A Square Plane is a plane figure having four equal straight sides or edges and four equal angles. Its opposite sides are parallel with each other. Its adjacent sides are at right angles to each other. A line joining opposite corners is a Diagonal. A line passing through the center, parallel with two sides and meeting the two other sides, is a Diameter. The diagonals make angles of 45° with the sides and with the diameters of the square. The diagonals cross each other at right angles and at the center of the square. See Fig. B.

Experiments with Drawing Square Planes.

The teacher may hold a large square plane cut from sheet-metal, thin wood, or stiff pasteboard, so that its surface, if extended, would pass through the eyes of the pupils. In this position of
the square plane the pupils can see only a straight line. By raising and lowering the plane or moving it to the left and to the right, foreshortening from front to back will be seen to take place in the square plane as it did in the circular plane, as shown also in the accompanying figure C. No. a represents the appearance when the square is horizontal and the eye is in the plane of the square; Nos. b, c, d, and e show the appearance when the square is elevated above a; while f, g, h, and i, when depressed below a. Also in Fig. D, j represents the appearance when the square is vertical and the eye is in its plane; k, 1, m, and n show its appearance when moved to the left of j; and o, p, g, and r when moved to the right of j.

Let the students now take small square planes in their own hands at their desks or at their homes and repeat these experiments until the changes in appearance are well fixed in mind. Such investigations as these and the thoughtful examination of planes in various positions should make plain the following :—

Principles for Drawing Rectangular Planes.

The eye is said to be in a plane when, if the plane were extended far enough, it would pass through the eye.

1. When the eye is in a plane, that plane will appear as a straight line, no matter what its real shape may be.

2. When a plane is at right angles to the line of direction, it will appear of its own true shape, whatever that may happen to be.

3. When straight lines are parallel in an object and retreat from the spectator, they must be drawn converging in the direction they are retreating.

4. When representing a foreshortened straight line or surface, the farther half must be made less than the nearer half.

5. When a rectangular plane is seen obliquely, the nearest angle will always appear obtuse, and the farthest one still more obtuse, while the other two angles will always appear acute. Fig. E.
If not previously understood, the meaning of parallel, converging, and diverging should be explained and illustrated.

Converging lines are those lines in the same plane that approach one another as they are extended. Diverging lines are those lines in the same plane that separate from one another when extended. From these statements it must be evident that if any lines are converging in one direction they must be diverging in the opposite direction. Parallel lines are those lines in the same plane that neither approach nor separate when extended.

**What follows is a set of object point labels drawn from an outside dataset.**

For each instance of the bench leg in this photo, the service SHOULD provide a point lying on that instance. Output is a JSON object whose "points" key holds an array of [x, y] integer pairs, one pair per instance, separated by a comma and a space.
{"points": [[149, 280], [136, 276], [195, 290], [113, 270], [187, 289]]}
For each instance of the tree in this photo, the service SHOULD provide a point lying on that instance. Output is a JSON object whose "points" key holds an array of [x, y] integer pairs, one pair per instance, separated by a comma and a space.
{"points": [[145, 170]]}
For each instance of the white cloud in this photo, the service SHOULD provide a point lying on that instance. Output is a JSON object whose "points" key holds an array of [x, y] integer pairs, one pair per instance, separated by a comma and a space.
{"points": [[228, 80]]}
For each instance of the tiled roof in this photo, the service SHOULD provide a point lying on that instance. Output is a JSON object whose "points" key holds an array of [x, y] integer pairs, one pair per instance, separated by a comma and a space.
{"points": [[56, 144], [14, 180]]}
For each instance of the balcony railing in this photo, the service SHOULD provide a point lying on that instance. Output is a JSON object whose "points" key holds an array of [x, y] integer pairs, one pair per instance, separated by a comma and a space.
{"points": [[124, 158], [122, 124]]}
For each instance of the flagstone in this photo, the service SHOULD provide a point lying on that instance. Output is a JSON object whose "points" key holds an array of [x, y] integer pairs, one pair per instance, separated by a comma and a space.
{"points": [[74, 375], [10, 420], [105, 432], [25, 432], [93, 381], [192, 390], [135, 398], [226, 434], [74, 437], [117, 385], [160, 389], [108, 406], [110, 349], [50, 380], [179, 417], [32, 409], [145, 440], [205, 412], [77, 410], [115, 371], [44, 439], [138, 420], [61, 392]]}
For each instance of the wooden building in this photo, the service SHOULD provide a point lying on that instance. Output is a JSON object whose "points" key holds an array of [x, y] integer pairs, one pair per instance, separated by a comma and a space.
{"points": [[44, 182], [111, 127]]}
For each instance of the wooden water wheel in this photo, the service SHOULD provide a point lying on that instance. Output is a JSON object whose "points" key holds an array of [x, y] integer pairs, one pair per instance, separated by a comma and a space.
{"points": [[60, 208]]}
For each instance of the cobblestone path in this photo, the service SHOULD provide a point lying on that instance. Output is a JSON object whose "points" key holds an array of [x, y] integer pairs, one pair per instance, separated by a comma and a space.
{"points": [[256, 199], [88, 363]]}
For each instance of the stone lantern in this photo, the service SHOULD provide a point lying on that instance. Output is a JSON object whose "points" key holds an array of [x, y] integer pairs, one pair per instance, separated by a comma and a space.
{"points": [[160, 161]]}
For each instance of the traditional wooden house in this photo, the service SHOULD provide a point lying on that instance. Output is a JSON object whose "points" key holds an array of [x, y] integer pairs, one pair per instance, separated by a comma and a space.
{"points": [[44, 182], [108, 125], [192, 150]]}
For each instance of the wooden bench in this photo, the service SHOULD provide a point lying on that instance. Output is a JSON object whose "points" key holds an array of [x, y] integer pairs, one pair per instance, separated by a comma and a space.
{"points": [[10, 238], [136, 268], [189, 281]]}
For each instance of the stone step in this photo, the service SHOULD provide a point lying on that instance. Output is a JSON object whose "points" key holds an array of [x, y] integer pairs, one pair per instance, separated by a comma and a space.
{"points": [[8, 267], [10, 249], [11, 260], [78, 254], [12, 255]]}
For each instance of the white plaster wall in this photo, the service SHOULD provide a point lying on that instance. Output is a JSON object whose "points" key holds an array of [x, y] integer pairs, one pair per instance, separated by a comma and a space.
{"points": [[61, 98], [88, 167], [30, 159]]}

See Fig. E.

Steps for Drawing Rectangular Planes.

1. Place a dot on the paper to represent the nearest corner.

2. Determine and draw the apparent slant of the two edges retreating from the near. est corner, extending the lines indefinitely.

3. Assume or fix upon the length of the line representing the edge that appears longer than the other ; determine by pencil measurement and mark off the apparent length of the other edge as compared with the first.

4. From the farther ends of these two lines draw two other lines, converging with the first two ; their crossing point will be the fourth corner of the plane.

5. If two corners are equally distant from the eye, draw a line of the proper slant to represent the nearest edge.

6. From the ends of this line draw two converging lines, indefinite in length, to represent the retreating edges.

7. Determine by pencil measurement the apparent width of the plane from front to back, as compared with the first edge drawn, and draw the fourth line parallel with this edge.